If she’s going to be a good royal, I’d say buy a few fantastic hats. Eggshell blue, pastel pink, one dramatic hat a season. Knee length skirts at all times. No ripped hemlines, no cleavage, not too much leg, no laddered tights, boring make up, boring hair, boring everything.

If she’s not then she can just wear high street like the other 90% of the population.

MARKS: 1/4

PLEASE TURN THE PAGE

 

Mari
Mary and Joseph almighty.
I have to destroy this letter before my father sees it. Not only does he hate the Osbournes, but he buys me flowers every year for my birthday (a massive bouquet that costs a zillion and ten pounds) and I’ve never had the heart to tell him flowers are hideously pointless and I really couldn’t care less about them. Also my Dad’s really into that etiquette stuff. Respect of elders and things. It’s a real effort. He’ll be horrified that I said that old goat had a massive beak.
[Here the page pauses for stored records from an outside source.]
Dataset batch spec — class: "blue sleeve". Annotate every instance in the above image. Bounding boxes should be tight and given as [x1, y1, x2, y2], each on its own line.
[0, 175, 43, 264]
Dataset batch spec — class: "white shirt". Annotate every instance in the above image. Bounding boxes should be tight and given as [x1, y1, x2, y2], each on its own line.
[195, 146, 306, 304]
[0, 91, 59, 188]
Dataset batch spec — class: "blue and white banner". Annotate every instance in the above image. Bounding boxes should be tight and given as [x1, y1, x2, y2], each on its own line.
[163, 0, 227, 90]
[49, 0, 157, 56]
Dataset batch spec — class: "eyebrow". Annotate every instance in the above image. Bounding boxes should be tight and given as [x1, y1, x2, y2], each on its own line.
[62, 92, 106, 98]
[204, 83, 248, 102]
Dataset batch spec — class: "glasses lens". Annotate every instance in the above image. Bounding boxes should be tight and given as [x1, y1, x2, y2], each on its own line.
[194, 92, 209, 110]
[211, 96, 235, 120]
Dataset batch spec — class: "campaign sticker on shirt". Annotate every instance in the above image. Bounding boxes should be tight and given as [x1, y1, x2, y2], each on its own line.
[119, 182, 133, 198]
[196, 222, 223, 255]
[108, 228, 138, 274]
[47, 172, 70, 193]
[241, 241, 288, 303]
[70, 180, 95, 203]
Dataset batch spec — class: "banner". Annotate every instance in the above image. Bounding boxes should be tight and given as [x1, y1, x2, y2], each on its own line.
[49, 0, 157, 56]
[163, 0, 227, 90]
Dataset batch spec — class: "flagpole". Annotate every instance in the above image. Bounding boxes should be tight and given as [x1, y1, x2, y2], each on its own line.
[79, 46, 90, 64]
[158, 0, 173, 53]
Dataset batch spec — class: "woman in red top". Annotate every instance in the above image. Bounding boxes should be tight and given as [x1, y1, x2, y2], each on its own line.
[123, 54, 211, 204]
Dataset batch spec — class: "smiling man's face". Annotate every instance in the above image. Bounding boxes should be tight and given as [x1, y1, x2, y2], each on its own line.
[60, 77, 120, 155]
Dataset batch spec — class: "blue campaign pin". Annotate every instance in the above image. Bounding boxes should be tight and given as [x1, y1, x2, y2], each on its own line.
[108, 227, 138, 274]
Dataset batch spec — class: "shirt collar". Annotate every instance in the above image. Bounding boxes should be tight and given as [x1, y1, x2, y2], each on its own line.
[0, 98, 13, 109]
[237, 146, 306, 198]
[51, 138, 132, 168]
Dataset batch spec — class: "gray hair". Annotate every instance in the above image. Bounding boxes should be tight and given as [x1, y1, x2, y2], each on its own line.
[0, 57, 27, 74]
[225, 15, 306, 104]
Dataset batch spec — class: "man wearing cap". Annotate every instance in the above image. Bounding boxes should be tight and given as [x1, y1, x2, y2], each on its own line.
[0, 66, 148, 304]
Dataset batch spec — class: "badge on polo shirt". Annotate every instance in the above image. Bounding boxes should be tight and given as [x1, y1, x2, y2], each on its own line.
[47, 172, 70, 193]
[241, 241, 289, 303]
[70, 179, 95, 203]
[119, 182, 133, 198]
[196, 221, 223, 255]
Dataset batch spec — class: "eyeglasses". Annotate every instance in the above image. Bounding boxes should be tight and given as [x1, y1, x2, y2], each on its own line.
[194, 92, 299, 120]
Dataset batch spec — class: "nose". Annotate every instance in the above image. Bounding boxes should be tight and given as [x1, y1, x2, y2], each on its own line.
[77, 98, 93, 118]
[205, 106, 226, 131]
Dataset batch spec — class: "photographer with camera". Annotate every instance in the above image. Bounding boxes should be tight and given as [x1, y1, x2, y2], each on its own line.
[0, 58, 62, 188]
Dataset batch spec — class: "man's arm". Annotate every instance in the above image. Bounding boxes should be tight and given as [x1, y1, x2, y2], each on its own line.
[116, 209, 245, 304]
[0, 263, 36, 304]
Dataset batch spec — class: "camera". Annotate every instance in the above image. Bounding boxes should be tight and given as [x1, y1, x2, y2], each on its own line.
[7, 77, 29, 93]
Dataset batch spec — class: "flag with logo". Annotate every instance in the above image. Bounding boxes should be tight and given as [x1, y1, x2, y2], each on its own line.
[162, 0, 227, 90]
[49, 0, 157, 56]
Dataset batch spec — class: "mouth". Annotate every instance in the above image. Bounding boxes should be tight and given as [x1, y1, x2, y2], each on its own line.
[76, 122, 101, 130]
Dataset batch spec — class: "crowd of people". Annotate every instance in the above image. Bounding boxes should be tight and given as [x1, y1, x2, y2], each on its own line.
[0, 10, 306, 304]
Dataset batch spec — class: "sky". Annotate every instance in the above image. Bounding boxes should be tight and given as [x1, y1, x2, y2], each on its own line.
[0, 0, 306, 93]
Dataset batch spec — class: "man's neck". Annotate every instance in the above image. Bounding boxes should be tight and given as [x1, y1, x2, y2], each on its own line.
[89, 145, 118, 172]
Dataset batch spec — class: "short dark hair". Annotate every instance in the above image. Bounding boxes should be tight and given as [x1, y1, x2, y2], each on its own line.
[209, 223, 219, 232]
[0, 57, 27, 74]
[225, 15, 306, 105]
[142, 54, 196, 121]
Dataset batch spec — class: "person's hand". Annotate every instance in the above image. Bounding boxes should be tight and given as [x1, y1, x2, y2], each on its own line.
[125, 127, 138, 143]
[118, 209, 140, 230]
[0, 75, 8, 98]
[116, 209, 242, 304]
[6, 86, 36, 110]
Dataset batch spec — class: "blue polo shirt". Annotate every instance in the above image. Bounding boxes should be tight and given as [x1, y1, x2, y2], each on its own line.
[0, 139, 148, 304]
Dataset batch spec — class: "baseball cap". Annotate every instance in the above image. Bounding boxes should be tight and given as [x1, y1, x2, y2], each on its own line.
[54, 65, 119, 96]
I’m actually quite a meek person, most of the time, if you can believe it. But when I saw that paper with all those ridiculous questions, I knew I had to be honest.
I could have easily pulled out my encyclopaedic knowledge of the monarchy and my enthusiasm for tea in all shapes and forms, whether drinkable or edible but I hated the whole establishment and I cherish my morals far too much to jeopardise them in favour of scholarships.
What I’d really like to do is be a pianist, not a flower arranger. Humans call them florists. Odd little creatures, humans. Nothing like us fairies.

They’d definitely find it funny that an oaf like me is in any way shape or form supernatural. My dad finds it funny. He’s the source of all my fairy blood.
My mother’s human. The only one I know. She’s fantastic, my mum, but fairies can be very unaccepting and most of my dad’s family hated her for being a common mortal. Life’s tough.
My fairmother is a friend of that particularly malicious headmistress. Lucky I went under Marianna. It was Dad’s decision in case I was a total disaster (which I so was) and Miss Mithswippe Mugwump started telling the tale at suppers. Maybe I could move to the mortal realm. Failing that, maybe I'll sell lilypads outside the 'Academy', for people to throw at Miss Mithswippe.